Martin Schrimpf |

Hello

Posted on 17 November 201627 August 2024 by Martin Schrimpf

I am a tenure-track assistant professor at the EPFL Neuro-X institute where I head the NeuroAI Lab; with appointments at the School of Life Sciences, and the School of Computer and Communication Sciences.
My research focuses on a computational understanding of the neural mechanisms underlying natural intelligence in vision and language. To achieve this goal, I bridge Deep Learning, Neuroscience, and Cognitive Science, building artificial neural network models that match the brain’s neural representations in their internal processing and are aligned to human behavior in their outputs.
I completed my PhD at the MIT Brain and Cognitive Sciences department with Jim DiCarlo, following Bachelor’s and Master’s degrees in computer science at TUM, LMU, and UNA. Previous work includes research in human-like vision at Harvard, natural language processing + reinforcement learning at Salesforce, as well as other projects in industry. I love translating discoveries into applications and have founded — and worked in — several startups. My work has been recognized in the news at Science magazine, MIT News, and Scientific American.

The LLM Language Network

Posted on 6 January 2025 by Martin Schrimpf

Can neuroscience localizers uncover brain-like functional specializations in LLMs? Yes! We analyzed 18 LLMs and found units mirroring the brain’s language, theory of mind, and multiple demand networks!

[preprint] [Social Media]

Scaling Laws for Task-Optimized Models of the Primate Visual Ventral Stream

Posted on 6 January 2025 by Martin Schrimpf

For a while, gains in AI have translated into gains in modeling the brain. We test if that will continue to be the case with recent advances in scaling. Surprisingly we get mixed results: while increased scale advances model alignment to behavior, neural alignment saturates.

[preprint] [social media]

Topographic model of language processing in the brain

Posted on 28 October 2024 by Martin Schrimpf

Functional responses in the brain to linguistic inputs are spatially organized — but why?
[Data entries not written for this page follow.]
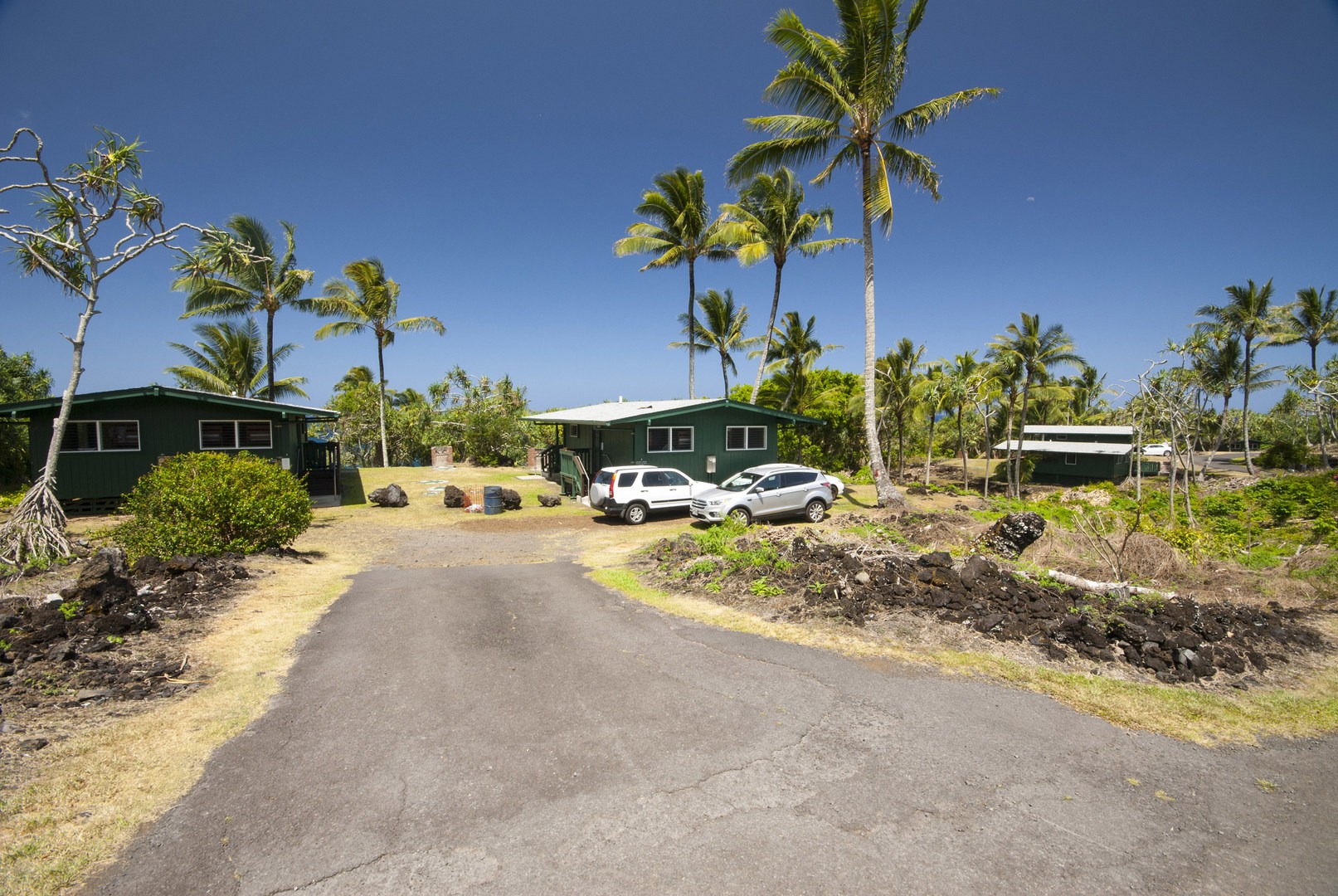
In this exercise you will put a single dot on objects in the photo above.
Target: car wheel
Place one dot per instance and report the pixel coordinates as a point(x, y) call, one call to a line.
point(815, 511)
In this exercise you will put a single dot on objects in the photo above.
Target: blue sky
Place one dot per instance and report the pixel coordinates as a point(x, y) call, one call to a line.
point(1143, 157)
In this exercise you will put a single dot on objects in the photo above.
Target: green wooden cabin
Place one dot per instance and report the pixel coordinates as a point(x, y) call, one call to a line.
point(708, 439)
point(114, 437)
point(1080, 455)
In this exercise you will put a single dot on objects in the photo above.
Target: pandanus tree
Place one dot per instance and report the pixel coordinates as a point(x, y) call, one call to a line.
point(720, 329)
point(1248, 314)
point(86, 225)
point(367, 301)
point(237, 272)
point(770, 222)
point(231, 360)
point(677, 231)
point(843, 94)
point(1034, 351)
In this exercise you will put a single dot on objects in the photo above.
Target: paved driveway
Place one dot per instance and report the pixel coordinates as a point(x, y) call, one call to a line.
point(517, 729)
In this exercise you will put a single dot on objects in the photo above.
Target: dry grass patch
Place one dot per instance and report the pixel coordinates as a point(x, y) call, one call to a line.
point(87, 796)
We show that a simple smoothness loss added to language model training explains a range of topographic phenomena in neuroscience: arxiv.org/abs/2410.11516, Twitter Thread.

New paper: a simple untrained model of language in the brain

Posted on 25 June 20245 July 2024 by Martin Schrimpf

In 2021 we were surprised to find that untrained language models are already decent predictors of activity in the human language system (http://doi.org/10.1073/pnas.2105646118). Badr Alkhamissi in the lab figured out the core components underlying the alignment of untrained models: tokenization and aggregation. With these findings, we built a simple untrained network “SUMA” with state-of-the-art alignment to brain and behavioral data — this feature encoder provides representations that are then useful for efficient language modeling. Directly mapping our model onto the brain, these results characterize the human language system as a generic feature encoder that aggregates incoming sensory representations for downstream use. If you disagree we hope you consider breaking our model (soon on Brain-Score/Github).
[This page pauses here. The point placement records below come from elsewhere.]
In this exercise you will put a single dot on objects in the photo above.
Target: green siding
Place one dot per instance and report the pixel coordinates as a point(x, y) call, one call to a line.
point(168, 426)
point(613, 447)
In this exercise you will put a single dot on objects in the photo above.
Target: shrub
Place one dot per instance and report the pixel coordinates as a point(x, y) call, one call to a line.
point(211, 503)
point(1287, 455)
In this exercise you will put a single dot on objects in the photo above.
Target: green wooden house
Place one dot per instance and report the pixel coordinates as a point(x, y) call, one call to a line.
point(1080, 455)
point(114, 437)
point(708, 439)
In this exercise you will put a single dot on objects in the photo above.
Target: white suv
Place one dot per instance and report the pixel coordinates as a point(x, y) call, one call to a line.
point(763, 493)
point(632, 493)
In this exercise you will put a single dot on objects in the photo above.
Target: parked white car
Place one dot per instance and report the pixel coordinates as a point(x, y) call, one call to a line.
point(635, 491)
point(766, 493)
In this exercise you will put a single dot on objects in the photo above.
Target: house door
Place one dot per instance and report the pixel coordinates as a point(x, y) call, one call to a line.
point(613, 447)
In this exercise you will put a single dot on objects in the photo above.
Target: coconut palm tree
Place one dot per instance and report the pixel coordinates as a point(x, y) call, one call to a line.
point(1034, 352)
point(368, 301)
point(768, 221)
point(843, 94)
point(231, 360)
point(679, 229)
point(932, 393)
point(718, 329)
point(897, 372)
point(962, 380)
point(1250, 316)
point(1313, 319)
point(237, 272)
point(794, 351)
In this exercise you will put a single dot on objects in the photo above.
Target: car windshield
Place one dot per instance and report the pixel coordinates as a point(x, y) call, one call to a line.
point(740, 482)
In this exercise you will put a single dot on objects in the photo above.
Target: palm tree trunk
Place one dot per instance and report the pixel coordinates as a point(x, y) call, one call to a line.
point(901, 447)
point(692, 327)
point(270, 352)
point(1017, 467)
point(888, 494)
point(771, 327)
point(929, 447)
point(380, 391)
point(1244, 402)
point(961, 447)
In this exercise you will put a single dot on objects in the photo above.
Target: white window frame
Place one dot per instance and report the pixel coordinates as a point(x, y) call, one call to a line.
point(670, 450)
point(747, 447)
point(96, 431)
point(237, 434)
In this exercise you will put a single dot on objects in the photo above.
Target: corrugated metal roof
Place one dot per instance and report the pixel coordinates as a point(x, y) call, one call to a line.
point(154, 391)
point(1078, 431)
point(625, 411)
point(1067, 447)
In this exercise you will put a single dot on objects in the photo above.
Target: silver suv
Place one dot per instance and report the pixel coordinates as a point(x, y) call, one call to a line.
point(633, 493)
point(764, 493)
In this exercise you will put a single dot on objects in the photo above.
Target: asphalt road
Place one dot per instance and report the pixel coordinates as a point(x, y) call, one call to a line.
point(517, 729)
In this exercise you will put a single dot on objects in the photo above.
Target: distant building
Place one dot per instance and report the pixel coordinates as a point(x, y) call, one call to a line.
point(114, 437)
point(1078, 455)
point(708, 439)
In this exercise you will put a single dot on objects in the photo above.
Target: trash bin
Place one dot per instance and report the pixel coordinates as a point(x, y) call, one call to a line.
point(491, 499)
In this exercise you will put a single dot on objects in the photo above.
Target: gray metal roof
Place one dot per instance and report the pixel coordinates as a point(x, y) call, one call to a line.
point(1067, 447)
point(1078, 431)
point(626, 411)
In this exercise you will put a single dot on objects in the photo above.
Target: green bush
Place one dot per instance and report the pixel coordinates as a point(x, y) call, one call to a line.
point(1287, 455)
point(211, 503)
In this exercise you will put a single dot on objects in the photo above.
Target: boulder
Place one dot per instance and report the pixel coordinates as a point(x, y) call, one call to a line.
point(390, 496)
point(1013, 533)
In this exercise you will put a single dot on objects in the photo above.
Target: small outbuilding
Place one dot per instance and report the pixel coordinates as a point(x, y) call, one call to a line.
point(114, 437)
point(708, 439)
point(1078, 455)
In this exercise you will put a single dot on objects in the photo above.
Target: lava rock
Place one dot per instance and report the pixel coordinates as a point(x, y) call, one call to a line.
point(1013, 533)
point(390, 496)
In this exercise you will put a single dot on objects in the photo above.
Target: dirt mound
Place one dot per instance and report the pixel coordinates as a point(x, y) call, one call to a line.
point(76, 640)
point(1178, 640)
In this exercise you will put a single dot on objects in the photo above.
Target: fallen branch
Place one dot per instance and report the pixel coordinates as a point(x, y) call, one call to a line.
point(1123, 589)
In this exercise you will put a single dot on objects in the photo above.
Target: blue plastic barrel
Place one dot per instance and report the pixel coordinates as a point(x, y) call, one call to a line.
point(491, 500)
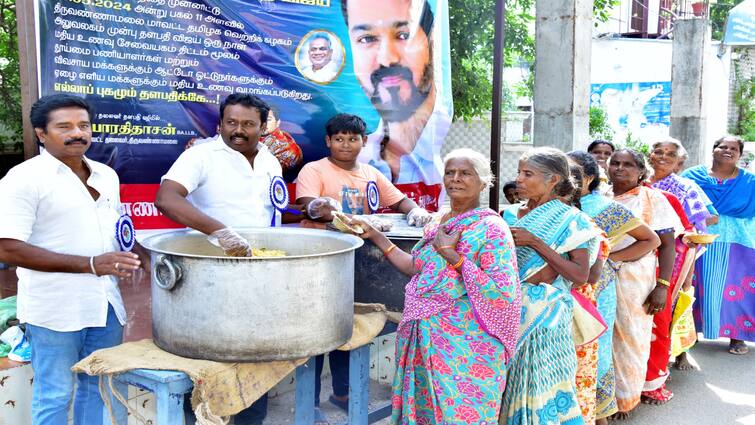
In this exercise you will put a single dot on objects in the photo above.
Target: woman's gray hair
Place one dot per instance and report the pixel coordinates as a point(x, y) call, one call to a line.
point(680, 151)
point(480, 163)
point(552, 162)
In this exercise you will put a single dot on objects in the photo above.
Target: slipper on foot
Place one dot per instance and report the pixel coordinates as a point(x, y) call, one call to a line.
point(341, 404)
point(320, 417)
point(738, 348)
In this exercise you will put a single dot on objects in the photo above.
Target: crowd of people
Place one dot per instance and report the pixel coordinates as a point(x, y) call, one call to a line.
point(565, 307)
point(605, 241)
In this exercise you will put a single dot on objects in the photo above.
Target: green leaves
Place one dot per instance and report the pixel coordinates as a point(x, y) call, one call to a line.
point(472, 33)
point(11, 129)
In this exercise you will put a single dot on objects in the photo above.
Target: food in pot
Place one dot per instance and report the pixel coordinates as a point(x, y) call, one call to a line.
point(343, 223)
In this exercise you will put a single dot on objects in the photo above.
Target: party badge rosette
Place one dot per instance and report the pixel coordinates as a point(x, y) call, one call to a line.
point(373, 197)
point(278, 196)
point(124, 232)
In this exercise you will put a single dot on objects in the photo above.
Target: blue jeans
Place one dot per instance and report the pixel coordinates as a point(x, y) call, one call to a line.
point(53, 354)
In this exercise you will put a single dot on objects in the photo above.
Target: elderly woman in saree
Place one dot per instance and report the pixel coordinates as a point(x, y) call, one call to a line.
point(461, 308)
point(725, 285)
point(618, 223)
point(556, 243)
point(694, 210)
point(640, 292)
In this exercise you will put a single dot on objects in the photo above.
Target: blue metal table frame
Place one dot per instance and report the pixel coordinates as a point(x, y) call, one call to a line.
point(169, 388)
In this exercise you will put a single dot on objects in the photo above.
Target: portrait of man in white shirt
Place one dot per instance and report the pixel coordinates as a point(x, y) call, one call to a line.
point(395, 50)
point(324, 57)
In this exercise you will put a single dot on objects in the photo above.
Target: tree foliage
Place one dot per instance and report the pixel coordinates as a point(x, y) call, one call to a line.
point(472, 27)
point(718, 13)
point(11, 133)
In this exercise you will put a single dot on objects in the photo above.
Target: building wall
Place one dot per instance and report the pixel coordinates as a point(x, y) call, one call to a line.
point(476, 135)
point(623, 60)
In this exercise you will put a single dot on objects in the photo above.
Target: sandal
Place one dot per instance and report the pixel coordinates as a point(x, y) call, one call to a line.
point(320, 418)
point(658, 396)
point(738, 347)
point(341, 404)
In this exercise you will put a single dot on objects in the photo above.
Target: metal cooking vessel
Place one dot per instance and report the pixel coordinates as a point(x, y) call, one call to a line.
point(375, 279)
point(209, 306)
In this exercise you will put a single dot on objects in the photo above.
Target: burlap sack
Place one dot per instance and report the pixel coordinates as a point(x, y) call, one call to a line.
point(220, 389)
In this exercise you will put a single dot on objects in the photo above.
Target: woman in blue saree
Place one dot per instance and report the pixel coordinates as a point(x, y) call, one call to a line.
point(556, 243)
point(725, 285)
point(461, 307)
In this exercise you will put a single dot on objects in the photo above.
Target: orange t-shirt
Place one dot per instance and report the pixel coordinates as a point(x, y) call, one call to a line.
point(323, 178)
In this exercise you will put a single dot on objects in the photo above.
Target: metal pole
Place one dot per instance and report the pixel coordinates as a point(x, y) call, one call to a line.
point(495, 127)
point(27, 56)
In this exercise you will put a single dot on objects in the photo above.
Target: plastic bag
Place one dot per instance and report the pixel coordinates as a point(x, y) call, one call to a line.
point(20, 348)
point(7, 312)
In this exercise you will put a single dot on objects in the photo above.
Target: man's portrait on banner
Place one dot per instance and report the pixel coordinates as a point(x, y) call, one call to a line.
point(320, 56)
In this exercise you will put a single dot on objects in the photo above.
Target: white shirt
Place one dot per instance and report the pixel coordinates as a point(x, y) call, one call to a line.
point(43, 203)
point(222, 184)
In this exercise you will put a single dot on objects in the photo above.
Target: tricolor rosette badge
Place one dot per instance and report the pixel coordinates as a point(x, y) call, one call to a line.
point(124, 232)
point(373, 197)
point(278, 196)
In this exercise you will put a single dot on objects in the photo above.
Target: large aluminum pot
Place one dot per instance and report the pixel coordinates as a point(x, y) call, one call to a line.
point(209, 306)
point(376, 280)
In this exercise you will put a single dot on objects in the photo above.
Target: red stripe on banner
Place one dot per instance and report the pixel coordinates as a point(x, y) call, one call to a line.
point(138, 201)
point(426, 196)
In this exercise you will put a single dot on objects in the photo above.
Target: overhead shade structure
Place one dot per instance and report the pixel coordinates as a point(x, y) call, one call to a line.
point(740, 25)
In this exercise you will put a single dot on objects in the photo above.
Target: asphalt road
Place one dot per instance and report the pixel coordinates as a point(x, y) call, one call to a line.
point(720, 391)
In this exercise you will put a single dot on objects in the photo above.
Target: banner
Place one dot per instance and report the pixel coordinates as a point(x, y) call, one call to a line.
point(156, 71)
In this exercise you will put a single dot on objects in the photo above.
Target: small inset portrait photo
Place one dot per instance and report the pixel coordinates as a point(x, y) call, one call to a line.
point(320, 56)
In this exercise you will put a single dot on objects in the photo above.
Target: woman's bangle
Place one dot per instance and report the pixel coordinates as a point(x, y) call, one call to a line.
point(91, 266)
point(389, 249)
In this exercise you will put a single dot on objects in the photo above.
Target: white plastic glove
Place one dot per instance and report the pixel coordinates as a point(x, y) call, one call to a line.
point(233, 244)
point(418, 217)
point(378, 224)
point(321, 207)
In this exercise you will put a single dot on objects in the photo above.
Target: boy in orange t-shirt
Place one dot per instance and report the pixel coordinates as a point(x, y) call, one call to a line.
point(339, 182)
point(342, 179)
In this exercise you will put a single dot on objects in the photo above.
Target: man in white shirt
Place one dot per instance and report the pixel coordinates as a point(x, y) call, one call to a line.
point(225, 183)
point(322, 68)
point(58, 213)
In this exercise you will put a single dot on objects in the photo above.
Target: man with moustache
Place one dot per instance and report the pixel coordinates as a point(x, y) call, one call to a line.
point(392, 47)
point(60, 211)
point(322, 68)
point(225, 183)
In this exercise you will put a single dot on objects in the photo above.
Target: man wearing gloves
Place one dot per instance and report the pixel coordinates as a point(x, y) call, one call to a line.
point(225, 184)
point(340, 183)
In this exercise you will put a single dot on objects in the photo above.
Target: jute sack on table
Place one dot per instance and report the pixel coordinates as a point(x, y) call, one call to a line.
point(220, 389)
See here for social media posts:
https://x.com/bkhmsi/status/1805595986510717136
https://x.com/martin_schrimpf/status/1805599047098470793
https://x.com/GretaTuckute/status/1805676221189308491
https://x.com/ABosselut/status/1805600725537370119

5 abstracts accepted to CCN

Posted on 13 May 20249 July 2024 by Martin Schrimpf

My group will present 5 abstracts at the Cognitive Computational Neuroscience conference at MIT in Boston this fall! The projects cover new models of vision and language, new ways to evaluate these models on their brain alignment, and ideas to make use of the best models.
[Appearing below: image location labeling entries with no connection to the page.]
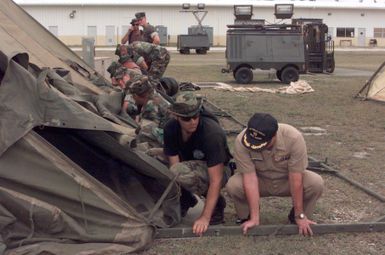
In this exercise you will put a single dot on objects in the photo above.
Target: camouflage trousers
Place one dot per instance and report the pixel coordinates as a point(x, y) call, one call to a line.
point(193, 176)
point(151, 133)
point(159, 64)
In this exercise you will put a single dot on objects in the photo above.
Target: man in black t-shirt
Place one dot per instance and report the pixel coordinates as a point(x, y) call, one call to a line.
point(197, 151)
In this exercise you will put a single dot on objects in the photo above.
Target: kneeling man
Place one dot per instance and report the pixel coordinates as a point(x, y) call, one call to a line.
point(271, 160)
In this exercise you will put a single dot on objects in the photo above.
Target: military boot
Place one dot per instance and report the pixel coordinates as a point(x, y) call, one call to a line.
point(219, 212)
point(187, 200)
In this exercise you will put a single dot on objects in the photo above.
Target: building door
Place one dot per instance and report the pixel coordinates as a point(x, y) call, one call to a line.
point(54, 30)
point(110, 35)
point(91, 32)
point(361, 39)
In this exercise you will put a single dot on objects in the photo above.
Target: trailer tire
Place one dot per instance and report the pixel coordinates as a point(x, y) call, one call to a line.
point(184, 51)
point(289, 74)
point(201, 51)
point(243, 75)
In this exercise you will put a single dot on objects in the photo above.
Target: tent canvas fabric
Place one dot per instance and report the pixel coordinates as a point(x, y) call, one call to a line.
point(374, 88)
point(70, 180)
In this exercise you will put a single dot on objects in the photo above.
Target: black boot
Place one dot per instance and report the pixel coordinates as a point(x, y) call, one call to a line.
point(291, 216)
point(187, 200)
point(219, 212)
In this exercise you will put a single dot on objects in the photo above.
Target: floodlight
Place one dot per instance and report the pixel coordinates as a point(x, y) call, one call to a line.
point(185, 6)
point(284, 11)
point(201, 6)
point(243, 11)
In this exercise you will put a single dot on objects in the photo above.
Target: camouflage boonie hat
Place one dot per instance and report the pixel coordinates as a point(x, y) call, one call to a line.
point(124, 58)
point(140, 15)
point(117, 50)
point(140, 85)
point(113, 68)
point(186, 104)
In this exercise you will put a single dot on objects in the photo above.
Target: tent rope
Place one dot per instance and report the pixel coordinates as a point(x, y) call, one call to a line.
point(83, 207)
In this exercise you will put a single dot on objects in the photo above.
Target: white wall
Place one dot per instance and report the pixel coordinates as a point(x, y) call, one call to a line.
point(178, 22)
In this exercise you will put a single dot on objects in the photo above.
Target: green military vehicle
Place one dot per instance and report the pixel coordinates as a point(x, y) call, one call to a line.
point(291, 49)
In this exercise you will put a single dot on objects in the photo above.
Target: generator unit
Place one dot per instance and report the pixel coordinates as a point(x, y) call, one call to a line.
point(199, 38)
point(290, 49)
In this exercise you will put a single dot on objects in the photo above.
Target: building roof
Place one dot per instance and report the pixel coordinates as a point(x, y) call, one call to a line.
point(366, 4)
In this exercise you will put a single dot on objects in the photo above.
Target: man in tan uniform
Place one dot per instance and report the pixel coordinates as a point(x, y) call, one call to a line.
point(271, 160)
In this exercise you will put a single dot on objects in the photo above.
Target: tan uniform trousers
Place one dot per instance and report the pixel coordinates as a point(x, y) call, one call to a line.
point(312, 184)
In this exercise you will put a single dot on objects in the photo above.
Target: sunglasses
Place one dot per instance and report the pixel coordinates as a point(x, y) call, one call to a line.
point(187, 119)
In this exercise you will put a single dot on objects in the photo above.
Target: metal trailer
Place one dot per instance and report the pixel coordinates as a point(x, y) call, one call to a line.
point(199, 42)
point(280, 47)
point(291, 49)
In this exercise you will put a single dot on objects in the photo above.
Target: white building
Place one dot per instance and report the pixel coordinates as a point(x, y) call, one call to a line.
point(351, 22)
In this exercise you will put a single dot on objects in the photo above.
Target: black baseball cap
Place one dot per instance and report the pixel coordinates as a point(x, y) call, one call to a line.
point(261, 128)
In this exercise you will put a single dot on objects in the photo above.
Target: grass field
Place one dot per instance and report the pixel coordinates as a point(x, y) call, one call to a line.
point(354, 143)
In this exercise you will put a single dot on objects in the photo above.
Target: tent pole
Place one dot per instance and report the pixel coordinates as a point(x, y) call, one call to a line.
point(267, 230)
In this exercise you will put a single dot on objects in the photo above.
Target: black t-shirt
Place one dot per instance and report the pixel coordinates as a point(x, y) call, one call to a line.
point(208, 142)
point(147, 32)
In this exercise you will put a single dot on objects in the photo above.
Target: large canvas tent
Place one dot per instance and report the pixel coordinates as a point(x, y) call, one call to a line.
point(71, 180)
point(374, 88)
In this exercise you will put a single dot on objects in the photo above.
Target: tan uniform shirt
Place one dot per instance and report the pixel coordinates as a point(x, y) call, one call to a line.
point(288, 154)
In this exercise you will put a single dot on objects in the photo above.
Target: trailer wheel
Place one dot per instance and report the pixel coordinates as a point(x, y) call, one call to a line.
point(184, 51)
point(289, 74)
point(244, 75)
point(279, 74)
point(201, 51)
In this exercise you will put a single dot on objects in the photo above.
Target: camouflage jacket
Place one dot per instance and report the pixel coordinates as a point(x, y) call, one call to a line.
point(148, 51)
point(156, 110)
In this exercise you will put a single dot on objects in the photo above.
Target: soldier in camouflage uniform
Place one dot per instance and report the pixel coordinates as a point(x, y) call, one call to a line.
point(129, 62)
point(197, 151)
point(112, 70)
point(153, 111)
point(155, 56)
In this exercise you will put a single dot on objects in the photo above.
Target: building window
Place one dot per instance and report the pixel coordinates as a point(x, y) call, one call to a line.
point(379, 32)
point(345, 31)
point(54, 30)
Current DNNs are Unable to Integrate Visual Information Across Object Discontinuities

Topographic Deep ANN Models Predict the Perceptual Effects of Direct IT Cortical Interventions

A Simple Untrained Recurrent Attention Architecture Aligns to the Human Language Network

Inferotemporal Cortex Underlies Primate Generalization Capabilities and Brain-Aligned Models Generalize Better

Scaling Laws for Task-Optimized Models of the Primate Visual Ventral Stream

2024 Brain-Score Benchmarking Competition

Posted on 26 March 20246 January 2025 by Martin Schrimpf

Announcing the 2024 Brain-Score Benchmarking Competition! This year — we have turned the table! We invite experimentalists and the community at large to expose the explanatory gaps between current models of primate vision and the biological brain.

brain-score.org/competition [social media]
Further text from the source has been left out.